The last two thirds of the book relate Adair's 'adventures' as she struggles to return to her home. Occasional chapters are devoted to the trials her lover faces as he works his way through the remainder of the war, gets discharged, and begins looking for her once again, but mostly, this is Adair's story - - - and it's terrific. Well-researched, with many quotes from letters, dispatches, and diary entries of the period, Enemy Women gives a feminine perspective to the Civil War.
Jiles' writing soars into literary realms in many places in this debut novel, and her portrayal of the diverse characters is amusing, horrific, true-to-life, and riveting. Cold Mountain, one of my favorite books of the past 5 years, was heavy going and sometimes plodding, often depressing. By comparison, Enemy Women is highly accessible, never confusing. Depressing at times? Yes, but leavened always by wit, compassion, and hope.
Do NOT miss this book. It was recommended to me by the manager of Cody's Books on Fourth St. in Berkeley, and she knows her business.

Rating: 3 stars
Summary: Interesting Perspective
Review: I hadn't really thought about how women faired during the Civil war until I read this book. It was a different perspective to see it from. However, although I liked the main character, the author's style of writing threw me off. I found the lack of quotations and exclamations made the character's dialogue seem flat and it was difficult to determine the tone. I suppose this was supposed to be artistic, but I personally didn't like the style.

Rating: 4 stars
Summary: Good novel about a brutal war
Review: This is one of the better Civil War novels I've read.

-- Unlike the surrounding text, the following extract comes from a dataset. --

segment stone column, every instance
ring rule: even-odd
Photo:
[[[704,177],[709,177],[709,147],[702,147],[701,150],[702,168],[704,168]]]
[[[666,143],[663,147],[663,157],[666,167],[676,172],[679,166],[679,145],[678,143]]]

The brutality that existed in Kansas and Missouri during the war always makes me wonder how the people there ever got over their bitterness and learned to get along. The story starts out with an attack on a man and his family by a group of Union soldiers, then follows the oldest daughter as she tries to find her captured father and ends up in prison herself. It's a well-written book and I really got a kick out of Adair. I enjoyed the story of her adventure.

Rating: 5 stars
Summary: A Civil War Romance
Review: This is a vividly told tale of a young woman separated from all that she loves by war, who keeps her spirit high, finds true love, and deals with every hardship fate throws her way. There may have been many like her who did not survive, or who came through the experience defeated and lived out a miserable life; but this is one courageous and indominatable gal, and I suffered every page for her torment, and exhulted in every one of her triumphs.